Tag Archives: Community #sixseasonsandamovie

‘Community’ canceled; it burned bright while it lasted

community modern warfare

When “Community” debuted five seasons ago, it looked like it might be just another NBC sitcom. A bunch of friends sit around a study table at a community college and yak at each other? It sounded like another “time porn” sitcom in the tradition of “Friends” or “How I Met Your Mother.”

But the show, in the hands of creator and producer Dan Harmon, quickly distinguished itself.

“Community” proved to be offbeat and hilarious and sometimes poignant and often surreal.

If audiences in 2009 didn’t recognize that and embrace it – or shun it – by the the late-first-season episode, “Modern Warfare,” a half-hour ostensibly about an on-campus paintball war to win priority class registration at Greendale Community College, they likely never would.

The episode was a note-perfect homage to action films – action film cliches, really – that showed just what Harmon and his cast were capable of.

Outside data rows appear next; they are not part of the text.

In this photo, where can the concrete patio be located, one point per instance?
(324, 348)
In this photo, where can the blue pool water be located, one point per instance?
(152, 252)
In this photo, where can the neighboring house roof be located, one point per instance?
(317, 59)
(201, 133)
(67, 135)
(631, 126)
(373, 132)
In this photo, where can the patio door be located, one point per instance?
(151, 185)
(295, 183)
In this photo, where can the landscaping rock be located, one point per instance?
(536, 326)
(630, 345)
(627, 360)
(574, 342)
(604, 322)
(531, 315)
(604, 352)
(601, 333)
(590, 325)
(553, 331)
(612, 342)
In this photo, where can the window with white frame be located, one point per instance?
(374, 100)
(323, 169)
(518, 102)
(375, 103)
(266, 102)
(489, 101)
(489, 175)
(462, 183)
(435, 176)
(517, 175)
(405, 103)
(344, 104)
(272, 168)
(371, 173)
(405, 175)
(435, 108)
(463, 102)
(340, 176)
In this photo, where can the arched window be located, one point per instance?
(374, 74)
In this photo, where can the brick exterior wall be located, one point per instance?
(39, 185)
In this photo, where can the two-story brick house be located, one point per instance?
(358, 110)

From the opening moments, when the campus looks post-apocalyptic after only an hour of paintball war, to the ending, which managed to take a shot at “Glee” and be sentimental at the same time, the episode was soooo good.

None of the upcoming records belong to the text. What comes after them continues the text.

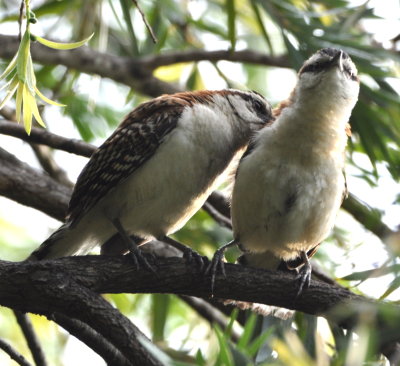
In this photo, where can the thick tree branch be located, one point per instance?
(247, 56)
(59, 285)
(23, 184)
(44, 137)
(31, 338)
(16, 356)
(60, 293)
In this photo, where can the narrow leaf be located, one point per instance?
(9, 68)
(63, 46)
(10, 93)
(27, 109)
(18, 102)
(36, 113)
(23, 56)
(230, 7)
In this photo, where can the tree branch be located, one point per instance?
(136, 73)
(247, 56)
(23, 184)
(16, 356)
(58, 285)
(60, 293)
(111, 355)
(44, 137)
(31, 339)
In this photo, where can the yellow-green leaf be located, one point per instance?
(28, 100)
(36, 113)
(10, 93)
(47, 100)
(30, 75)
(9, 68)
(18, 101)
(23, 56)
(63, 46)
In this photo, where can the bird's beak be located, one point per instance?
(338, 60)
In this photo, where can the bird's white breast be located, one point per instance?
(288, 190)
(173, 184)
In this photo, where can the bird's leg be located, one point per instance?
(188, 253)
(133, 248)
(304, 275)
(218, 262)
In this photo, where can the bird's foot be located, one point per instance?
(304, 278)
(194, 258)
(217, 263)
(190, 255)
(140, 261)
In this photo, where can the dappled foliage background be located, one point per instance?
(363, 250)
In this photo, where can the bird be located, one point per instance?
(156, 170)
(290, 182)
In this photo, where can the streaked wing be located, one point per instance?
(132, 144)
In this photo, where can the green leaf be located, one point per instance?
(63, 46)
(159, 309)
(394, 285)
(231, 11)
(247, 331)
(372, 273)
(9, 68)
(260, 23)
(225, 356)
(126, 5)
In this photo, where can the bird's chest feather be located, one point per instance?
(287, 205)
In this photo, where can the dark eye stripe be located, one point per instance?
(316, 66)
(320, 66)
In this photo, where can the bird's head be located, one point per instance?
(330, 72)
(249, 108)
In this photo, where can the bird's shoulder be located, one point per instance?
(134, 142)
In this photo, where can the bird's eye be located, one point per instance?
(259, 107)
(350, 73)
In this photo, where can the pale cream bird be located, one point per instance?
(290, 184)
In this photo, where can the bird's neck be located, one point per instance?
(315, 123)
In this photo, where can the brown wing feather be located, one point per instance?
(132, 143)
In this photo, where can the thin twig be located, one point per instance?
(16, 356)
(210, 313)
(153, 36)
(31, 338)
(93, 339)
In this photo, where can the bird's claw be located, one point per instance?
(304, 279)
(139, 260)
(194, 258)
(215, 264)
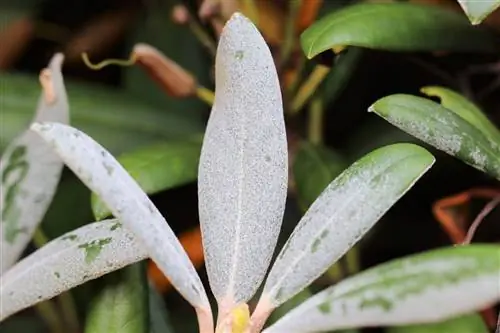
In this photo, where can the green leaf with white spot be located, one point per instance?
(478, 10)
(441, 128)
(122, 305)
(30, 172)
(465, 108)
(425, 288)
(343, 213)
(157, 168)
(66, 262)
(314, 168)
(471, 323)
(396, 26)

Other first season episodes – like “Physical Education,” in which attorney-turned-student Jeff Winger (Joel McHale) plays an epic game of pool with a crusty phys ed teacher – were better, more clever, more laugh-out-loud funny than much of what was on TV at the time.

And while later seasons had their highs and lows, almost every single one had some great episodes. The claymation-like Christmas special. The pillow fort episode. The trampoline episode.

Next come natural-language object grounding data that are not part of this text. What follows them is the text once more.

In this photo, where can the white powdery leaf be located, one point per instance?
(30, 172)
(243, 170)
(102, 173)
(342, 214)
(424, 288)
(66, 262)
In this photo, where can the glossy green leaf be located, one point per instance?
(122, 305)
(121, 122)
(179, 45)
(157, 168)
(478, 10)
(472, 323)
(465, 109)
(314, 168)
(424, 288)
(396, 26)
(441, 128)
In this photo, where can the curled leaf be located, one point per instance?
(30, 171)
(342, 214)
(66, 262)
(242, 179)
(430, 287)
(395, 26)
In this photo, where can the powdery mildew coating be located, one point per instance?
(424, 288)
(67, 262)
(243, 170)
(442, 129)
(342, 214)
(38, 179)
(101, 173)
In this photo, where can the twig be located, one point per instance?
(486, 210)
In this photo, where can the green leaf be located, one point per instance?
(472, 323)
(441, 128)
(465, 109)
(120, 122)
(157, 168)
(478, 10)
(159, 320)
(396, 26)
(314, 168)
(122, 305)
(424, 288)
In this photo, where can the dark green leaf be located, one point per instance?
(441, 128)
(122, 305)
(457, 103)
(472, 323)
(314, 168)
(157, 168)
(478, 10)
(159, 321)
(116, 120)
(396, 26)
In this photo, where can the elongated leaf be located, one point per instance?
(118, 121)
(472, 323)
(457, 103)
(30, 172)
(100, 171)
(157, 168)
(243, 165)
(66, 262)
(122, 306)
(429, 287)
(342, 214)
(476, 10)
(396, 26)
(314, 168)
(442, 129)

Maybe, just maybe, best of all: “Advanced Dungeons and Dragons,” in the second season. That heartfelt, funny, geektastic episode might actually top “Modern Warfare” in my mind. Maybe.

Or maybe “Remedial Chaos Theory,” in which alternate realities and “the darkest timeline” were introduced.

Damn. I don’t know which I love more.

The show faltered in its fourth season, after Harmon – reportedly a difficult genius – was ousted from the show.

This past season, the fifth, showed a good return to form and return to the set by Harmon. It didn’t reach the heights achieved by the show at its best. But little else on TV did.

Since a couple of seasons into the show, when “Community” was threatened with cancelation nearly every season, the idea of “Six Seasons and a Movie” has been the mantra of cast, crew and fans. And a Twitter hashtag.

With todays’ news that NBC had canceled the series, goal is unlikely to be reached.

But I guess it’s possible. Really, the show was too funny, too odd, to have lasted five seasons on a major network anyway. So maybe the unexpected will happen and we’ll see more of Jeff, Britta, Annie, Shirley, Abed, Troy, Dean Pelton and all the rest.

In a timeline that’s not nearly as dark.

‘Community’ – watching and hoping

Community

“Community” has always been an offbeat sitcom. It’s kind of hard to imagine that the Dan Harmon creation ever got on the air.

Ostensibly the antics of a wacky and diverse bunch of adults attending classes at a community college, the show – which had its fourth-season premiere Thursday – quickly took off on its own path.

With its self-absorbed and sometimes even hard-to-take characters, its odd stories and its completely off-kilter style – an entire Christmas episode in Claymation-style animation? Another mostly depicted in old video-game style graphics? One that takes its cues from a “Law and Order” episode? – “Community” is one of those shows that inspires either absolute fanhood or absolute irritation.

You don’t have to be a fan of the show, in other words – but it helps.

Over the course of the first three seasons, Harmon and cast created some truly classic episodes, including the first-season-ending paintball war that exploded action movie cliches; the most high-stakes and heartfelt game of Dungeons & Dragons ever; an epic blanket fort; the machinations of the evil heating and air conditioning wing of the school; the characters exploring various timelines, including the darkest, complete with “Evil Spock” goatees; the highlights go on and on.

There’s no question that “Community” is unique in TV history.

Harmon was, by some accounts, a “difficult” personality and clashed with Chevy Chase, who by almost every account was as big an ass on the set as was his character.

So Harmon got fired from his own show before this fourth season began.

I watched the season opener and liked it pretty well. The story’s conceit – that mentally fragile Abed (Danny Pudi), confronted by the likelihood that their community college careers were coming to an end, retreated into a world that played out in a standard sitcom format where the characters were simpler, the laugh track made everything seem easier and Fred Willard played Chase’s role – seemed like vintage “Community.”

But something about the show seemed … off.

I’ll still be watching “Community.” I’ll have my fingers crossed that the low-rated show gets a full season – although I can’t imagine it will achieve the Twitter hashtag #sixseasonsandamovie goal – and that the show won’t wither without Harmon.

I’m hoping for a good timeline, in other words.